Rep. Liz Malia, who easily fended off a challenge from former radio host Charles Clemmons Muhammad in 2016, is facing a challenge from Ture Turnbull, executive director of MassCare, a campaign for a single-payer healthcare system in the state.
Along with At-large City Councilor Ayanna Pressley’s challenge to 7th Congressional District Rep. Michael Capuano, District 8 City Councilor Josh Zakim’s challenge to Secretary of State William Galvin, and paralegal Katie Forde’s challenge to Suffolk County Register of Deeds Stephen Murphy, the four House challengers represent a push from the left wing of the Democratic party that mirrors a similar leftward push at the national level with proponents pushing for single-payer health care, wage support for low-income earners and more liberal immigration laws.
In Massachusetts, candidates on the left wing of the party are pushing back against what many see as the Legislature’s politically conservative Democratic leadership.
“We’re always being told to wait, but as we’re waiting, this country is going to sh–,” says Jordan Berg Powers, executive director of Mass Alliance, a progressive political action network. “We’re always being told to wait. We hear ‘That’s not how it works.’ We can’t create change at the pace we’re going at.”
Powers and other political observers cite criminal justice reform, single-payer health care and progressive tax reform as issues the Legislature has lagged on. While legislators did pass a comprehensive criminal justice reform bill in April, the reforms fell short of what advocates sought, and mandatory minimum sentences were added for opioids.
“The criminal justice reforms the Legislature passed just catch us up to where other progressive states are,” Powers said.
Democratic majority
With Republicans holding just seven of the 40 seats in the Senate and 34 of the 160 seats in the House, Massachusetts is one of the most solidly Democratic states in the nation. Over the past 50 years, the state has consistently backed Democratic presidential candidates.
In decades past, Massachusetts made significant investments in public transit infrastructure and public K-12 and higher education. But starting in the 1990s when Republican governors and Democratic legislators made a series of cuts to the state’s income tax rate and taxes on investment dividends and interest, the state’s revenues have not kept pace with the cost of maintaining those investments. The rapidly increasing cost of health care and declining revenue from the sales tax have exacerbated the revenue shortfalls. A legislative committee found that the state is underfunding K-12 education by more than $1 billion a year. Massachusetts residents in public colleges and universities are burdened with increasing tuition and fees, and the MBTA system and regional public transit authorities are struggling with maintenance backlogs and equipment failures while faced with increasing demand.
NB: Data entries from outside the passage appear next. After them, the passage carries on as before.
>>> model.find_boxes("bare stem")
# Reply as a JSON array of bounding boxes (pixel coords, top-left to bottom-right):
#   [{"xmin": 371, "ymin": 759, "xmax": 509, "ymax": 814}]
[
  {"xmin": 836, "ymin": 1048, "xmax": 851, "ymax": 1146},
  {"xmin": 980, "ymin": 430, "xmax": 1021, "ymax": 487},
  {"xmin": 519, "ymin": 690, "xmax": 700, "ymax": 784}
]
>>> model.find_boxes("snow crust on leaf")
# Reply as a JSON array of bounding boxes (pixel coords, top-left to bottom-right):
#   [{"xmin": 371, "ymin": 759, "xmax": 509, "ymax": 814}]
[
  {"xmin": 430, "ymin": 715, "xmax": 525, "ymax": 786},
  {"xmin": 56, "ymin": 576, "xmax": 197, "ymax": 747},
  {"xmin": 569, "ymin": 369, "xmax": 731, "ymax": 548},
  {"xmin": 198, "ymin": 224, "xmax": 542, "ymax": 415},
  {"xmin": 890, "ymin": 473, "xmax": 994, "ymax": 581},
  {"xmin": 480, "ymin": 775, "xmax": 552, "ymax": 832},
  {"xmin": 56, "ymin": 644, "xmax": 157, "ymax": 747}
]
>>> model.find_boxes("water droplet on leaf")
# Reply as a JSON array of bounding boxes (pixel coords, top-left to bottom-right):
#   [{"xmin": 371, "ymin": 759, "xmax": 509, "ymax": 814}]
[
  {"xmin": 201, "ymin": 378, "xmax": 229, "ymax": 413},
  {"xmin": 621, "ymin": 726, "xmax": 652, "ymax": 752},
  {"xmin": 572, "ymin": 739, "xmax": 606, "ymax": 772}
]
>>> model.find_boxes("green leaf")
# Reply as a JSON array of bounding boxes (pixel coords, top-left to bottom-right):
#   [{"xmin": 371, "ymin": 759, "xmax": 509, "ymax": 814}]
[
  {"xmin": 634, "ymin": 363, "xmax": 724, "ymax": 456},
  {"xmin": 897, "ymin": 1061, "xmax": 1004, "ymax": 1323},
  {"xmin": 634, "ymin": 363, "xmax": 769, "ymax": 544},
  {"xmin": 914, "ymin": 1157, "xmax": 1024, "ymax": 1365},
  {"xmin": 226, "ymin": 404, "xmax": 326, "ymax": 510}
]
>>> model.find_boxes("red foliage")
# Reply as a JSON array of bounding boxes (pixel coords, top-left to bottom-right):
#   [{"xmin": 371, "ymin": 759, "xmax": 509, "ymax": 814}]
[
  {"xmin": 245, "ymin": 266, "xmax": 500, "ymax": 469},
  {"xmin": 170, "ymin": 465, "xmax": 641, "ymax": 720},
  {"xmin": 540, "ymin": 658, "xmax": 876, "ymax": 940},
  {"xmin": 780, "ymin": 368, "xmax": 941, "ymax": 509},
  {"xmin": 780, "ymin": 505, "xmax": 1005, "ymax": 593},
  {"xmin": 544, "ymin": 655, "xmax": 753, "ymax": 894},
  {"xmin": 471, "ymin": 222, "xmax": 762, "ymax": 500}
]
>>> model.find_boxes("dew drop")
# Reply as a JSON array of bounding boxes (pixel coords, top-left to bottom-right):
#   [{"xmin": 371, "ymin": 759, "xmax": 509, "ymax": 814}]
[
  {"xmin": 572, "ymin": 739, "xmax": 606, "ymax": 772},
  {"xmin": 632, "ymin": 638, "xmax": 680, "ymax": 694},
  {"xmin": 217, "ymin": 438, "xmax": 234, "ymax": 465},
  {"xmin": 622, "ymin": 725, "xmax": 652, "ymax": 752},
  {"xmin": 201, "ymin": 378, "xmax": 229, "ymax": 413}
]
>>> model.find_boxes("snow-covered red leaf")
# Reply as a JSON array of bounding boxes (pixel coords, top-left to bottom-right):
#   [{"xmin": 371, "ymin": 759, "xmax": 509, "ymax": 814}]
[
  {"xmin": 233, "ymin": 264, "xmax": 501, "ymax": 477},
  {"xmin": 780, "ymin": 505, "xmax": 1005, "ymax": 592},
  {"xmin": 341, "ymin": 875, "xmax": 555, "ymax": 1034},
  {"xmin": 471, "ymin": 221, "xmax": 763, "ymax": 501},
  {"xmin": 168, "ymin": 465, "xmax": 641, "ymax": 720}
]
While some on Beacon Hill, including former Gov. Deval Patrick, have made attempts at reforming the state’s tax system to restore revenue to public investments, there is a general lack of support in legislative leadership.
“We’ve had seven years of sustained economic growth and we’re not putting enough money in the rainy day fund or investing in progressive causes,” notes former state Democratic Party Chairman John Walsh, who backed Setti Warren’s aborted campaign for governor.
Centrist orientation
With power concentrated in the hands of House Speaker Robert DeLeo, a Winthrop Democrat who regularly opposes progressive reforms and new taxes as if seeking some middle ground between the Democratic majority and the conservative fringe in the Legislature, the consolidation of power that began more than 20 years ago under then-Speaker Thomas Finneran has continued. In 2015, DeLeo led the House in a vote to abolish term limits for the post.
It took a state-wide grassroots movement, fueled in part by the rise of opiate deaths in the districts of virtually every legislator in the state, to pass the criminal justice reform package earlier this year that progressive legislators had fought years to enact.
On issues not backed by large state-wide constituencies, such as expanding solar energy, the state legislature doesn’t move. California passed a law in 2015 requiring utilities to source half of their electricity from renewable energy. The Massachusetts House blocked a measure in 2016 to increase the share of renewables local utilities are required to use.
Anti-establishment
State Rep. Russell Holmes, who represents the 6th Suffolk District, says the challenges to longtime incumbents may be aimed at legislative leadership, noting that three of the four Boston reps facing challenges are members of DeLeo’s leadership team. Sanchez is chairman of the powerful Ways and Means Committee, Malia is assistant vice chair and Rushing serves as majority whip.
“I think it’s more a reaction against the establishment,” Holmes said. “People feel like the building is being held up by the leadership. Even though the speaker has done some pretty progressive things, the Senate is so much more progressive. People see the speaker as the establishment.”
Powers agrees, saying that many of those challenging long-term incumbents are spurred on by frustration at the slow pace of change.
“If you’re not willing to take on these big issues, people are willing to get rid of you,” he said. “We’re seeing this across the state. In all these districts with conservative Democrats, we’re seeing challengers.”
He points to Jim Hawkins, an Attleboro Democrat who won an upset victory against a Republican city councilor in a special election for the Second Bristol District seat, and Mike Connolly, a Cambridge progressive who bumped longtime incumbent Timothy Toomey Jr. from the 26th Middlesex District.
Hawkins’ victory ought to be of particular interest to Republicans, notes John Walsh. The same dynamics that played out in Attleboro could propel a Democrat into the governor’s office come November.
“Hawkins was elected because of a surge of Democratic voters,” Walsh said. “That’s what keeps Baker’s team awake at night. That’s why they think they need to raise $30 million for his re-election.”
So far, the winds of change needn’t keep Holmes up at night. He has no challengers this year. But the challengers have him thinking.
“The city has changed a lot in the last 20 years,” he says. “The folks who are running are more representative of the people in the city. I wonder when my shelf life ends as well.”